K. Rundell, Impossible creatures (2023), 111-2

Thursday 18 January 2024

Some sentences have the power to change everything

Some sentences have the power to change everything. They are the usual suspects: I love you , I hate you , I'm pregnant, I'm dying, I regret to tell you that this country is at war. But the words with the greatest power to create both havoc and marvels are these:

'I need your help.'

K. Rundell, Impossible creatures (2023), 57

Wednesday 17 January 2024

He was flagrantly lacking in public spirit

The fact is that every large school requires an advocatus diaboli - and at Castrevenford Mr Etherege occupied this important post. He was flagrantly lacking in public spirit. He never attended important matches. He was not interested in the spiritual welfare of his boys. He lacked respect for the school as an institution. In short, he was impenitently an individualist. And if, at first sight, these characteristics do not appear particularly commendable, you must remember the context. In a school like Castrevenford a good deal of emphasis is necessarily laid on public spirit, and the thing is liable to develop, if unregulated into a rather dreary fetish. Mr Etherege helped to keep this peril at bay. 
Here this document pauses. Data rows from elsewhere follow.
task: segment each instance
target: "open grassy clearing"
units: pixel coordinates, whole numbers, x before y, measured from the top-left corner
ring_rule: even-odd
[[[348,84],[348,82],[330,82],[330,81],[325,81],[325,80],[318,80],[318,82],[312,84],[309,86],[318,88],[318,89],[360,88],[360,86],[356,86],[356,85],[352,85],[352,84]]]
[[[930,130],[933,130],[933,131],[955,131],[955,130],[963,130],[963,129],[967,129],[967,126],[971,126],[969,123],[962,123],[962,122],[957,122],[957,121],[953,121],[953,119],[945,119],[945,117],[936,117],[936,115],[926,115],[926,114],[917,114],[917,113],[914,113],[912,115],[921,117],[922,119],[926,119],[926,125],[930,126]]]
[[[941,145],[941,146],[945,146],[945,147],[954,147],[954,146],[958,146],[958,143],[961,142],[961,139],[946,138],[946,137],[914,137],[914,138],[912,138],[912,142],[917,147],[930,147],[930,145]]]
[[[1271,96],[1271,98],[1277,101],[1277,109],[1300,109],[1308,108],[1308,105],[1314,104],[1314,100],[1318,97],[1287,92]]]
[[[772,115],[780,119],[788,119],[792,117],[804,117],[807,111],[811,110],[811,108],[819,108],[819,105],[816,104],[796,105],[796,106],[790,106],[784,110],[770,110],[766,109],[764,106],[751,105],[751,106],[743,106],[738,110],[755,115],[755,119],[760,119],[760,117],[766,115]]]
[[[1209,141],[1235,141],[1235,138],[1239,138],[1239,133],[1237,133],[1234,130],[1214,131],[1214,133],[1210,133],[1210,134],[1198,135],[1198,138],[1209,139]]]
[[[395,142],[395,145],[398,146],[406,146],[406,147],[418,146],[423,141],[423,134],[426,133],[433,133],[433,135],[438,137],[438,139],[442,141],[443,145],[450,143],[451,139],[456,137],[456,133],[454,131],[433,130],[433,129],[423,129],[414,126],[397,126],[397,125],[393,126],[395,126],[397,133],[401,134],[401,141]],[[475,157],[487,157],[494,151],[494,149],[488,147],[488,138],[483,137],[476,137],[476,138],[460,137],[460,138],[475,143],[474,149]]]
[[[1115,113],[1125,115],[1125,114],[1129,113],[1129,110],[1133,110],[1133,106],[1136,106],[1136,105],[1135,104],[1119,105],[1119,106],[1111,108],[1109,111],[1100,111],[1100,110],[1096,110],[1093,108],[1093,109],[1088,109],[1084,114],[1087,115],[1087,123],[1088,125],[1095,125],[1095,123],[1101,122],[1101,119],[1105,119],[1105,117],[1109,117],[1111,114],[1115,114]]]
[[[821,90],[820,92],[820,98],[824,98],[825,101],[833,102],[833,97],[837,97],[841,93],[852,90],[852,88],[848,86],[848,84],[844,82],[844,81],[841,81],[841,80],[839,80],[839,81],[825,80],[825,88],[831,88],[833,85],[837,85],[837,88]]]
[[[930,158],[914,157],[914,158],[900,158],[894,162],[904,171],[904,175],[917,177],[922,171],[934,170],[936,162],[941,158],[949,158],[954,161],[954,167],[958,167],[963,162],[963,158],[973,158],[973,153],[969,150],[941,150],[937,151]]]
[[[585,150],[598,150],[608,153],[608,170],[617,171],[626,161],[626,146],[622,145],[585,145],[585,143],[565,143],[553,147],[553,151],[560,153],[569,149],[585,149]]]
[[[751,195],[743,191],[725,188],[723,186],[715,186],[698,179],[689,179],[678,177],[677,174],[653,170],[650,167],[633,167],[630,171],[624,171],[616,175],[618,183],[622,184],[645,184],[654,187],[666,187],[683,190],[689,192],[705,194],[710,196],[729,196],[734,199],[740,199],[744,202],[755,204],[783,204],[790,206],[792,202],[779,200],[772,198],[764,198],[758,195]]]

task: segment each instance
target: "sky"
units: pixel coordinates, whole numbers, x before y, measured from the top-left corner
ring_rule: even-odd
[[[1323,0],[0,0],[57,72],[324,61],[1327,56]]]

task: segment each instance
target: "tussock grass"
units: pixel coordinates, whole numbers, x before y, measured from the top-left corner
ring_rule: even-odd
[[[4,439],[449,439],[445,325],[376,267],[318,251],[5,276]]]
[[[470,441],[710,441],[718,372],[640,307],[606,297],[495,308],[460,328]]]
E. Crispin, Love lies bleeding (1948), 22

Tuesday 16 January 2024

He seemed to see, ranked indomitably behind her, all those bold, outspoken, competent, middle-aged women whose kind is peculiar to the higher levels of the English bourgeoisie

He invariably found Miss Parry's efficiency a little daunting. He seemed to see, ranked indomitably behind her, all those bold, outspoken, competent, middle-aged women whose kind is peculiar to the higher levels of the English bourgeoisie, organizing charity bazaars, visiting the sick and impoverished , training callow maidservants, implacably gardening. Some freak of destiny into which he had never enquired had compelled Miss Parry to forsake this orbit in search of a living, but its atmosphere still clung to her.

E. Crispin, Love lies bleeding (1948), 8

Saturday 23 December 2023

His reputation for bravery was for him tantamount to a reputation for stupidity

Tiekoro had always looked on Tiefolo as a boor who covered himself with gris-gris to track down animals that had never done him any harm; his reputation for bravery was for him tantamount to a reputation for stupidity. But Tiefolo was the eldest son of his father's younger brother, and so he ought to try to get along with him.